The Biscayne Park Police Department, of which Atesiano was police chief at the time, had a clearance rate of 100 percent for burglaries, he said at the July 2013 meeting, according to federal court documents.
But the statistics were a fictitious stunt to gain favor with elected officials, according to an indictment filed by Benjamin Greenberg, the United States Attorney for South Florida, which his office announced on Monday.
Atesiano, with the help of two officers from his department, conspired to falsely arrest and charge a 16-year-old for four unsolved burglary cases that year, prosecutors said.
Atesiano and the two former officers, Charlie Dayoub and Raul Fernandez, were charged by federal prosecutors with conspiracy to violate civil rights under color of law and deprivation of the 16-year-old's civil rights. The three could face 11-year sentences in prison if convicted.
The incident began on June 13, when Atesiano told Dayoub and Fernandez that he "wanted them to unlawfully arrest T.D. for unsolved burglaries despite knowing that there was no evidence that T.D. had committed the burglaries," prosecutors said. Dayoub and Fernandez gathered information for the arrest "knowing there was no evidence and no lawful basis to arrest and charge T.D," officials said.
The four burglaries for which the person listed in documents only as T.D. was charged occurred between April and May of that year.
Prosecutors said that Fernandez agreed to write and notarize the four arrest affidavits with "false narratives," and Dayoub signed the affadavits, the indictment said.

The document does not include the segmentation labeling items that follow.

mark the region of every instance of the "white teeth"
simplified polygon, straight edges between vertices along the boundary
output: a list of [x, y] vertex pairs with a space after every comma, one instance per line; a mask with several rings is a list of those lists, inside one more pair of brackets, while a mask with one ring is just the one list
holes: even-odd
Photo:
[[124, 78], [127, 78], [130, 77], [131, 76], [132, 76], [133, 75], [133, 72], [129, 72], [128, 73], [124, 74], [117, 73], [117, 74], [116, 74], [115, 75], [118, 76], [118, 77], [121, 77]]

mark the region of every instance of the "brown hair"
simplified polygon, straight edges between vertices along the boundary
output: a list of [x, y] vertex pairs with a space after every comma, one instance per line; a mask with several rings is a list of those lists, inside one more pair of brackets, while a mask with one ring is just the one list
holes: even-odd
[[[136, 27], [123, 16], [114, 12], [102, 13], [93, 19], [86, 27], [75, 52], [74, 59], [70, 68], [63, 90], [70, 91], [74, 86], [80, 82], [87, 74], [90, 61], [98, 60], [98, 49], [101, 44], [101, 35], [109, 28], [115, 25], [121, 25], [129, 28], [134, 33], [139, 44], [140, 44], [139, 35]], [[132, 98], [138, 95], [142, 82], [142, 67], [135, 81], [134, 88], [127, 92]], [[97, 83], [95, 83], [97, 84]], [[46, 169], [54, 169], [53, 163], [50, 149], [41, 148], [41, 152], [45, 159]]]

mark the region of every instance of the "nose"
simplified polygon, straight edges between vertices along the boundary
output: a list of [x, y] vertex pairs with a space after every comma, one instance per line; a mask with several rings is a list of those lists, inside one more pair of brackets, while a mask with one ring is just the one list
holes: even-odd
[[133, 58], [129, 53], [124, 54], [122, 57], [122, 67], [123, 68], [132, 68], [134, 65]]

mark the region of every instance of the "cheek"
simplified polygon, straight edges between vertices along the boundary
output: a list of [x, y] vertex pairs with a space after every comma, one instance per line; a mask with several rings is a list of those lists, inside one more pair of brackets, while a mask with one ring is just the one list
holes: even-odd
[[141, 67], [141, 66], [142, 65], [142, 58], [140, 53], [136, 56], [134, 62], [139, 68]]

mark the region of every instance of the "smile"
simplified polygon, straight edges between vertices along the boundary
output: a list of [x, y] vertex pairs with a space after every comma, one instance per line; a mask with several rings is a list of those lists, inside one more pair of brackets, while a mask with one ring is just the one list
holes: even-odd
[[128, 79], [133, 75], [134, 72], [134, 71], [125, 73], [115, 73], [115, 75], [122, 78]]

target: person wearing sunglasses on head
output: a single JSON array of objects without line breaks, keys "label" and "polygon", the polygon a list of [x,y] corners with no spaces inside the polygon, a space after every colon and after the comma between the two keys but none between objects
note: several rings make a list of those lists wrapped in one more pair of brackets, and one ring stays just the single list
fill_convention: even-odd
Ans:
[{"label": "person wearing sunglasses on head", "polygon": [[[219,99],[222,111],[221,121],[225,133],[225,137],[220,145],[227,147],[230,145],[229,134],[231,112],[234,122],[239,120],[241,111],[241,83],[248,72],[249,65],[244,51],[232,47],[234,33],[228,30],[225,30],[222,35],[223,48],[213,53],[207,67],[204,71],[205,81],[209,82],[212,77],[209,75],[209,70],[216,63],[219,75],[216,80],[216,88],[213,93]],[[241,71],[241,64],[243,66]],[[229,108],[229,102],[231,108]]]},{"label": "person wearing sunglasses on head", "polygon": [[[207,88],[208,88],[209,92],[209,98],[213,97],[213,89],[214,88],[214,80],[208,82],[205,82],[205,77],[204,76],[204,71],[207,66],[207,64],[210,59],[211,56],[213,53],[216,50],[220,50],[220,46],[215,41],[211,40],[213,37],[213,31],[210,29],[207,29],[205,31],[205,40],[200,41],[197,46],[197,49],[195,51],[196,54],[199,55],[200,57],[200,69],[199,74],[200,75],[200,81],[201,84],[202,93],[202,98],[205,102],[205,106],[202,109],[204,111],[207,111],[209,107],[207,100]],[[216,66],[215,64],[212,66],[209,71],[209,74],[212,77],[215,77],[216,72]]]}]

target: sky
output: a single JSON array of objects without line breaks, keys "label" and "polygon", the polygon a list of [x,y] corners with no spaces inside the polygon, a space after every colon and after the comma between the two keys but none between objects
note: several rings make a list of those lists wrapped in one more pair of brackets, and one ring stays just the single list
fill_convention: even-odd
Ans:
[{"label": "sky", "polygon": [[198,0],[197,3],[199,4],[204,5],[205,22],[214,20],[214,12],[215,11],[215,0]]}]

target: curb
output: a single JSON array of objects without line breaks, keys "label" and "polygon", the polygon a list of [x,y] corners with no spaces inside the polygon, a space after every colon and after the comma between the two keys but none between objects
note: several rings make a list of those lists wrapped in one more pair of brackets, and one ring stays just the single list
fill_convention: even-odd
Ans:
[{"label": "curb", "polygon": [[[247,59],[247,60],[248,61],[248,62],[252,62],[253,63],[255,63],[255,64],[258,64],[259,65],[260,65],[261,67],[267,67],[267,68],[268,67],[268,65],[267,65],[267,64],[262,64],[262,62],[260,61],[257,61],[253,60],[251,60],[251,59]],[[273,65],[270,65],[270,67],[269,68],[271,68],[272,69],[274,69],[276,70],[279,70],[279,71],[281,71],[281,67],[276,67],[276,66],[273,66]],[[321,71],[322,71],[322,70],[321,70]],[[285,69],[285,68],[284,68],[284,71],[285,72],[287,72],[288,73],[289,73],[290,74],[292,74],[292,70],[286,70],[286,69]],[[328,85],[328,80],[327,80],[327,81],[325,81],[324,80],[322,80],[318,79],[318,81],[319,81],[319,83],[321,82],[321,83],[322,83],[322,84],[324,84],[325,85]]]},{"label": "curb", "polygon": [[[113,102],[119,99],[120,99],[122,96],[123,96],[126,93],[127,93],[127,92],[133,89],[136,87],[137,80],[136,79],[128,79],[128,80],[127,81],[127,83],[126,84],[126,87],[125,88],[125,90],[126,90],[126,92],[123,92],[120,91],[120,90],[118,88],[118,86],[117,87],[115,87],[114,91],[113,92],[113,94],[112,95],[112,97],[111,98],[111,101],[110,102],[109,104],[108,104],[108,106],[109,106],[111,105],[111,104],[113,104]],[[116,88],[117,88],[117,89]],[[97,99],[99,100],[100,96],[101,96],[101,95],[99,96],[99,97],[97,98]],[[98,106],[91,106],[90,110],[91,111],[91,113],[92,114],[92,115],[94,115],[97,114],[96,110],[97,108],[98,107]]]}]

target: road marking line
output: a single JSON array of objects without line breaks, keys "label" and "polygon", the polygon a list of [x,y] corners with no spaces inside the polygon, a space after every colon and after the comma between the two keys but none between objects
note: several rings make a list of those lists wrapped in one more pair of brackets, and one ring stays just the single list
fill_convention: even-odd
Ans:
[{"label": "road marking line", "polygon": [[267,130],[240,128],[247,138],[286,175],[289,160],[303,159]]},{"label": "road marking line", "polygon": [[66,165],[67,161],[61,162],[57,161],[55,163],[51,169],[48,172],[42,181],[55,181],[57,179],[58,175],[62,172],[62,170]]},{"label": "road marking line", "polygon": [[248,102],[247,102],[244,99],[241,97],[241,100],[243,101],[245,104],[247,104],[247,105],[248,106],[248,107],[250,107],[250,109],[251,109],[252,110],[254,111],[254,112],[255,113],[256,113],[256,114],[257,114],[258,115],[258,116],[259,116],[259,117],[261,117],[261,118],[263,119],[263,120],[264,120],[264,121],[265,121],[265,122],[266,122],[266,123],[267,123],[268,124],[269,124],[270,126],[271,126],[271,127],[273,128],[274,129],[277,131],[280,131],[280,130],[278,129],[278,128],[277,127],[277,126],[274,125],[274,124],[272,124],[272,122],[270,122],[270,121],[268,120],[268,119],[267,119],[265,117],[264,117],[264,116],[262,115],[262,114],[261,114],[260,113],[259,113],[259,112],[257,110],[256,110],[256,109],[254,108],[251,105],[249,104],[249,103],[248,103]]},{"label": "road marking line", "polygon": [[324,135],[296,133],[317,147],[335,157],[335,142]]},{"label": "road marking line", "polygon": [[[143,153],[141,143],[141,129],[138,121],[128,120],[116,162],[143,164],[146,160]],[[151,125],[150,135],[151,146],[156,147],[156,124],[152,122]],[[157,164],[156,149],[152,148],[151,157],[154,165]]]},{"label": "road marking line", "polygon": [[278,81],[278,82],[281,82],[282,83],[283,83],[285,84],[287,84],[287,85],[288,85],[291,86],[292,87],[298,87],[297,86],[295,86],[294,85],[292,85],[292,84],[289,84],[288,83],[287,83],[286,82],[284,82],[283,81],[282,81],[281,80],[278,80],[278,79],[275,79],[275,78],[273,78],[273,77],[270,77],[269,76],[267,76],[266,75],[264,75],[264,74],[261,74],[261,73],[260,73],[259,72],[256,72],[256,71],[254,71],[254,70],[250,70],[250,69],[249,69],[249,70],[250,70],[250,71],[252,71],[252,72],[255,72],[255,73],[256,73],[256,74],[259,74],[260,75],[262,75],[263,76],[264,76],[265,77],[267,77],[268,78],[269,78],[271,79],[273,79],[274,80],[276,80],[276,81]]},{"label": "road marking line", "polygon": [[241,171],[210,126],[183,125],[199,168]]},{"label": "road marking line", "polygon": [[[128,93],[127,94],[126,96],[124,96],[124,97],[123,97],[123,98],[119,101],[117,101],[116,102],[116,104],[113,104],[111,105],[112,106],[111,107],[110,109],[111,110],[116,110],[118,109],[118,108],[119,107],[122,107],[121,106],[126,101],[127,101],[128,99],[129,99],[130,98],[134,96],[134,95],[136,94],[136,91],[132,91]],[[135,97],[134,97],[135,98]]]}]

Neil Schuster, who was identified by the Miami Herald as Atesanio's lawyer, did not immediately return a request for comment. Fernandez and Dayoub are expected in court later this month, a spokeswoman for the United States Attorney's office said.
The Herald reported that Atesanio surrendered to authorities and appeared in federal court on Monday. He was released on $50,000 bond and has an arraignment scheduled for June 25.
Atesiano has been accused of improprieties in the past. According to ethics forms filed with Miami-Dade County, he was investigated to see if he had exploited his position as police chief to use public funds to repay a personal loan to an officer in his department in 2014. He admitted to drawing up a contract with the employee, in which Fernandez had been named as a witness, but said that it was a joke. Investigators closed the complaint without recommending disciplinary action, after finding insufficient evidence that the loan was ever given.